My kids play hockey, and we visit Salmon's awesome outdoor rink 1-2x every winter. 

We like the Stagecoach as they definitely put up well with rambunctious HS hockey girls. How is the Syringa? We may have to check that out.

I also really, really like the Junkyard Bistro. I highly recommend it. Good dive/gastropub/fusion food.

Soaking at Goldbug (summer) or Sharkey (winter) are also a must.


----------



## codycleve (Mar 26, 2012)

MT4Runner said:


> We like the Stagecoach as they definitely put up well with rambunctious HS hockey girls. How is the Syringa? We may have to check that out.
> 
> .


I have no personal experience with the Syringa but have spoke with several people who love it. I work at the hospital here and we have a few traveling doctors that come in and they almost always stay there.


----------



## Wadeinthewater (Mar 22, 2009)

Thanks Cody. This is very useful information. We usually ended up at the Mexican restaurant. I didn't think the food was that good, although the deck overlooking the river was nice when it wasn't windy. Tried Bertrams, but as you mentioned, it was way slow. I am looking forward to trying some new places when I am there.


----------



## cmharris (Apr 30, 2013)

*Two Ps - Propane and Pizza*

Thanks Cody - good information. How about propane? We had trouble finding it a few years ago. The fill person was gone for a few hours at the first place we stopped and the second place we tried had just run out. We finally gave up - decided to do a limited fuel trip - but then found it at North Fork. 

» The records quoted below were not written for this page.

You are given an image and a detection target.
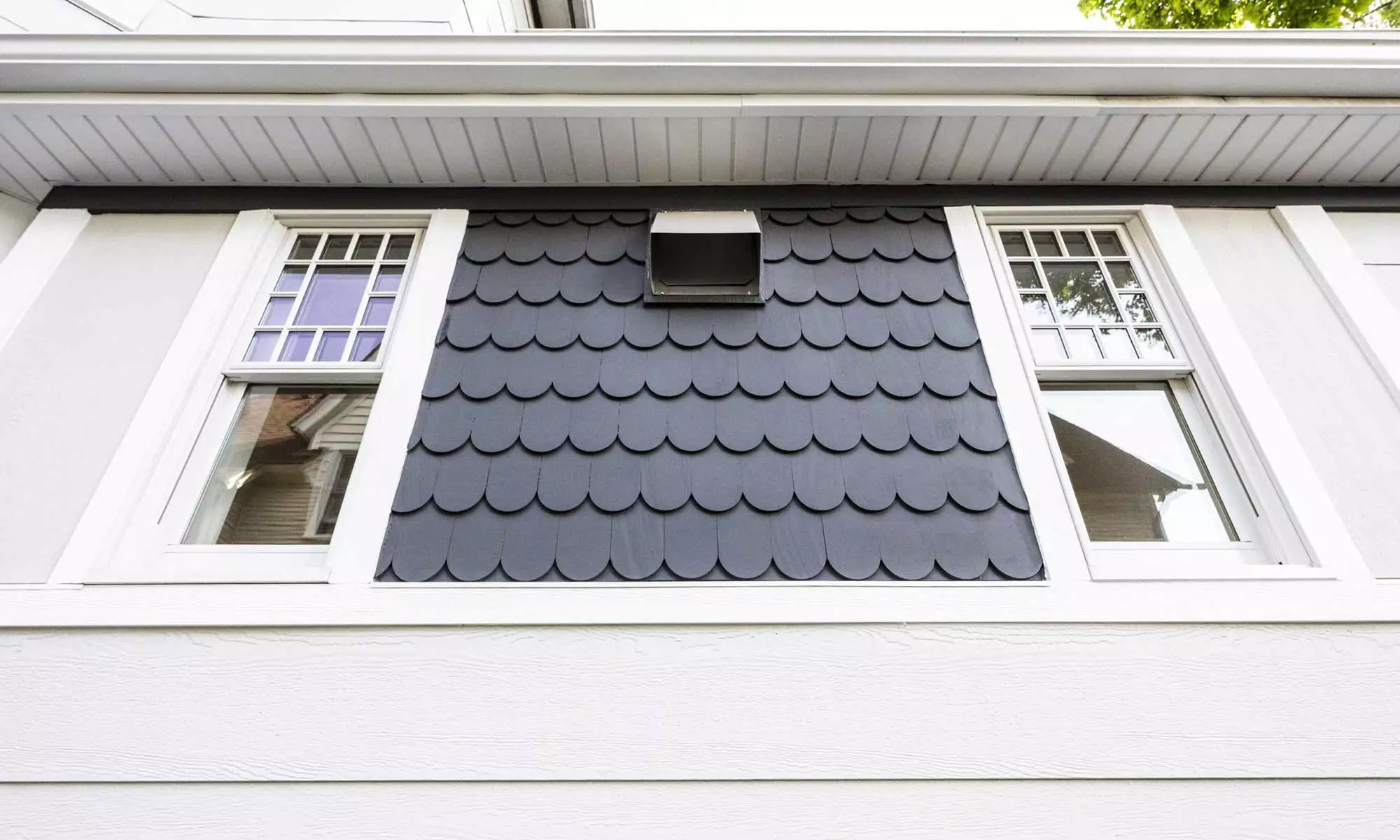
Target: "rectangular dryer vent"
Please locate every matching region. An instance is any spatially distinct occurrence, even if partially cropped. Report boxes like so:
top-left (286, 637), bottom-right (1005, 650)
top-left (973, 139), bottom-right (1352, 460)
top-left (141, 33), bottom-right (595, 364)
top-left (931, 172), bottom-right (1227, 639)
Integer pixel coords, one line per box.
top-left (645, 210), bottom-right (767, 305)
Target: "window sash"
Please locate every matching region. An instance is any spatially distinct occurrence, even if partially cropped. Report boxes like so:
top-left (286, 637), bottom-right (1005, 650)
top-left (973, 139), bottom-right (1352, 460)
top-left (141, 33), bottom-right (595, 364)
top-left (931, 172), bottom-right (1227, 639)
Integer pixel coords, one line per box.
top-left (224, 224), bottom-right (424, 385)
top-left (976, 207), bottom-right (1310, 580)
top-left (987, 220), bottom-right (1193, 375)
top-left (60, 210), bottom-right (466, 584)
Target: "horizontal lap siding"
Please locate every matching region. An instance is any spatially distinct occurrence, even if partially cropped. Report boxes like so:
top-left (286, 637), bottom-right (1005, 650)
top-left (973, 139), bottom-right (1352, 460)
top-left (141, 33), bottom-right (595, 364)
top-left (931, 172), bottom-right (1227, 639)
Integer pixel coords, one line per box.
top-left (0, 781), bottom-right (1400, 840)
top-left (8, 624), bottom-right (1400, 781)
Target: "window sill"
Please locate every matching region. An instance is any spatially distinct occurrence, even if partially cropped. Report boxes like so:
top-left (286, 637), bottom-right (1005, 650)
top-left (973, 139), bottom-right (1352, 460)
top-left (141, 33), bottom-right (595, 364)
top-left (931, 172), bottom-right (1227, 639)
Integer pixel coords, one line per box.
top-left (1086, 543), bottom-right (1337, 581)
top-left (0, 578), bottom-right (1383, 627)
top-left (85, 546), bottom-right (330, 584)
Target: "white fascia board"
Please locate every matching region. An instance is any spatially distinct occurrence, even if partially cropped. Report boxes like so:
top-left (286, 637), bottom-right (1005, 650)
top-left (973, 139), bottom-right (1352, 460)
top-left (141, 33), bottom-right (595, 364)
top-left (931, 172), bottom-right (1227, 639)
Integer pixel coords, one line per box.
top-left (0, 29), bottom-right (1400, 97)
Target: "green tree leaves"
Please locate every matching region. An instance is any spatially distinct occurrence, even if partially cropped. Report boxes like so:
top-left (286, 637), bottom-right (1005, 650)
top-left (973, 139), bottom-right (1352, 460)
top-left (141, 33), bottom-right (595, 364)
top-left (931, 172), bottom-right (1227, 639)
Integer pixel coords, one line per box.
top-left (1079, 0), bottom-right (1400, 29)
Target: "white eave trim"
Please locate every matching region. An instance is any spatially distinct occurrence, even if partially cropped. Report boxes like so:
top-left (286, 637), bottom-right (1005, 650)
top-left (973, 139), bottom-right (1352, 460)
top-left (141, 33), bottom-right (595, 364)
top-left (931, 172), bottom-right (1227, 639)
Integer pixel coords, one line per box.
top-left (8, 31), bottom-right (1400, 97)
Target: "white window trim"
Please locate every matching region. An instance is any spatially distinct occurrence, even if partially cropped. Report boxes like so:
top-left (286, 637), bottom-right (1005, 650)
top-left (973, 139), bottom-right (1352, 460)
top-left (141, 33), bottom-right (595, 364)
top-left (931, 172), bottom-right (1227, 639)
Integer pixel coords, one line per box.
top-left (983, 217), bottom-right (1271, 580)
top-left (949, 206), bottom-right (1373, 581)
top-left (49, 210), bottom-right (466, 584)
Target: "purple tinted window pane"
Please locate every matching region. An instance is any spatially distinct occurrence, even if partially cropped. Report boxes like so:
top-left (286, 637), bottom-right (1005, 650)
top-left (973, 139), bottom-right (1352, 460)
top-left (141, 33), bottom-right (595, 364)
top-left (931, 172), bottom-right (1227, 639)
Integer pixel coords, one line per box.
top-left (297, 266), bottom-right (370, 326)
top-left (360, 298), bottom-right (393, 326)
top-left (321, 235), bottom-right (353, 259)
top-left (316, 330), bottom-right (350, 361)
top-left (291, 234), bottom-right (321, 259)
top-left (353, 234), bottom-right (384, 259)
top-left (244, 332), bottom-right (281, 361)
top-left (350, 332), bottom-right (384, 361)
top-left (1001, 231), bottom-right (1030, 256)
top-left (384, 234), bottom-right (413, 259)
top-left (277, 332), bottom-right (316, 361)
top-left (258, 298), bottom-right (293, 326)
top-left (374, 266), bottom-right (403, 291)
top-left (273, 266), bottom-right (307, 291)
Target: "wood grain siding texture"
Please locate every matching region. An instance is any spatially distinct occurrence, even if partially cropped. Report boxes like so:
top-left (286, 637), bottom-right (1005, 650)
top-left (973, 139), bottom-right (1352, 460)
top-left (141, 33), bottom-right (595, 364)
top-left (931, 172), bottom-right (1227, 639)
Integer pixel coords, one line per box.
top-left (0, 780), bottom-right (1400, 840)
top-left (13, 110), bottom-right (1400, 200)
top-left (1179, 209), bottom-right (1400, 577)
top-left (8, 624), bottom-right (1400, 778)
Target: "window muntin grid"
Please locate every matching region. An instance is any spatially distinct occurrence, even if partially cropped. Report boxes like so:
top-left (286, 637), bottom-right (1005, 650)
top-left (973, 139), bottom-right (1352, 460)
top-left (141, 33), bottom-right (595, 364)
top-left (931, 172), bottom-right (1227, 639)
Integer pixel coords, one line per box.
top-left (242, 230), bottom-right (419, 365)
top-left (993, 225), bottom-right (1177, 365)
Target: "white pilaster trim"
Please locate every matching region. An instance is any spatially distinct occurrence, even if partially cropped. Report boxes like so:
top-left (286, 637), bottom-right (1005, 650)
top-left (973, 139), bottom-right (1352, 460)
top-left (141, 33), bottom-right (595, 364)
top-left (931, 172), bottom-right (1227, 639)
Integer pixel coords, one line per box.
top-left (49, 210), bottom-right (281, 584)
top-left (1141, 204), bottom-right (1373, 584)
top-left (0, 210), bottom-right (92, 350)
top-left (945, 207), bottom-right (1091, 582)
top-left (329, 210), bottom-right (468, 584)
top-left (1271, 204), bottom-right (1400, 414)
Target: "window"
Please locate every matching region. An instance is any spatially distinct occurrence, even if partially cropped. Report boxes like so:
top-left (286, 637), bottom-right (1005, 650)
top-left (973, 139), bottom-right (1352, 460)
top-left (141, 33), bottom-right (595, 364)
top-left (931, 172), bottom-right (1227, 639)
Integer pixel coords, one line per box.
top-left (71, 214), bottom-right (430, 582)
top-left (242, 231), bottom-right (416, 365)
top-left (182, 385), bottom-right (374, 545)
top-left (167, 230), bottom-right (417, 546)
top-left (990, 224), bottom-right (1278, 573)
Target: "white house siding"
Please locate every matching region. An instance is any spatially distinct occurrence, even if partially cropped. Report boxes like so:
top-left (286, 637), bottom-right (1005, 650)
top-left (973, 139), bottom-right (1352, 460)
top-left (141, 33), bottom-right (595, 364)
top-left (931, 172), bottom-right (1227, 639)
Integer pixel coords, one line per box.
top-left (0, 193), bottom-right (38, 265)
top-left (0, 216), bottom-right (232, 582)
top-left (0, 781), bottom-right (1400, 840)
top-left (1179, 209), bottom-right (1400, 577)
top-left (1331, 213), bottom-right (1400, 309)
top-left (0, 210), bottom-right (1400, 840)
top-left (0, 624), bottom-right (1400, 840)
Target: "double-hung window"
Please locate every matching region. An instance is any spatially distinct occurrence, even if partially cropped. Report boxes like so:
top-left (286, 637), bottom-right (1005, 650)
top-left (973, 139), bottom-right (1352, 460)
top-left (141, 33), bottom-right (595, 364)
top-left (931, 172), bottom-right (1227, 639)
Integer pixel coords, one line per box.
top-left (88, 225), bottom-right (423, 581)
top-left (988, 220), bottom-right (1287, 577)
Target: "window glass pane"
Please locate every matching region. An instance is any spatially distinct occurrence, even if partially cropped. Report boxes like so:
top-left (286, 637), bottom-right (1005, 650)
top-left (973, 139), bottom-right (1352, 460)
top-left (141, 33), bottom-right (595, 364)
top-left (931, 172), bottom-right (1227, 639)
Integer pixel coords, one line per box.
top-left (1042, 262), bottom-right (1123, 323)
top-left (1030, 231), bottom-right (1060, 256)
top-left (1093, 231), bottom-right (1127, 256)
top-left (244, 332), bottom-right (281, 361)
top-left (1119, 294), bottom-right (1156, 323)
top-left (354, 234), bottom-right (384, 259)
top-left (185, 385), bottom-right (374, 545)
top-left (1030, 329), bottom-right (1065, 361)
top-left (1043, 384), bottom-right (1236, 542)
top-left (291, 234), bottom-right (321, 259)
top-left (273, 266), bottom-right (307, 298)
top-left (321, 234), bottom-right (353, 259)
top-left (384, 234), bottom-right (413, 259)
top-left (316, 330), bottom-right (350, 361)
top-left (1109, 263), bottom-right (1142, 288)
top-left (1064, 329), bottom-right (1102, 360)
top-left (1001, 231), bottom-right (1030, 256)
top-left (1011, 263), bottom-right (1040, 288)
top-left (1021, 294), bottom-right (1054, 323)
top-left (360, 298), bottom-right (393, 326)
top-left (1099, 329), bottom-right (1137, 360)
top-left (374, 266), bottom-right (403, 291)
top-left (1133, 329), bottom-right (1172, 358)
top-left (316, 452), bottom-right (356, 538)
top-left (258, 298), bottom-right (293, 326)
top-left (297, 266), bottom-right (371, 326)
top-left (1060, 231), bottom-right (1093, 256)
top-left (277, 332), bottom-right (316, 361)
top-left (350, 330), bottom-right (384, 361)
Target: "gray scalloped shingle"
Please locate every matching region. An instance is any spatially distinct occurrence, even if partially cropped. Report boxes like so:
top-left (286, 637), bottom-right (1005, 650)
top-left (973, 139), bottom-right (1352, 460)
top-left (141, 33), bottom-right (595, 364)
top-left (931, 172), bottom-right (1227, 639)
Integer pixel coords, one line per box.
top-left (378, 207), bottom-right (1043, 581)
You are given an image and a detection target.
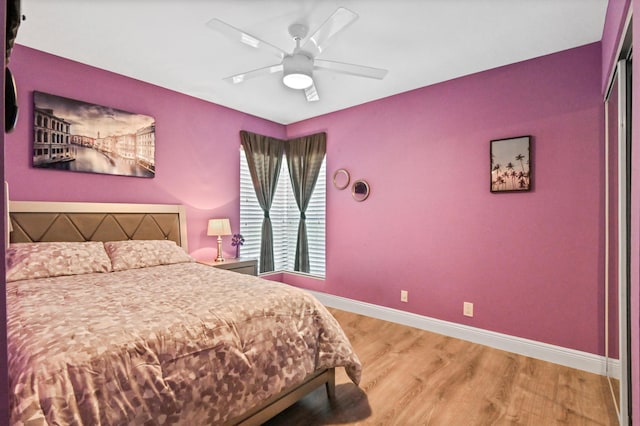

On the food side, how about Pizza? Any recommendations?


----------



## carvedog (May 11, 2005)

A strong Hell Yeah to The Junkyard Bistro. Decent prices, quick and some good gluten free options and I really liked the food. The Brewery is tasty and slower than paint drying. Took us almost two hours one evening for 10 people to eat. 

Won't ever eat again at the Mex place on the corner. Most expensive mexican I have ever had and it was not awesome. 

I will give a shout out to Murdochs Farm and Ranch supply. A couple of years ago I found out one of my daughters hadn't packed her spray gear. This was revealed on the way to Corn Creek in a hard driving rain that was bordering on snow at about six pm. We zipped around Salmon looking for anything that might work. Someone recommended Murdochs and we arrived at 7:05 pm, five minutes after close. A couple of the staff let us in, we went and found some too big for an 11 yr old frog togs for cheap and I was so very thankful to have them. 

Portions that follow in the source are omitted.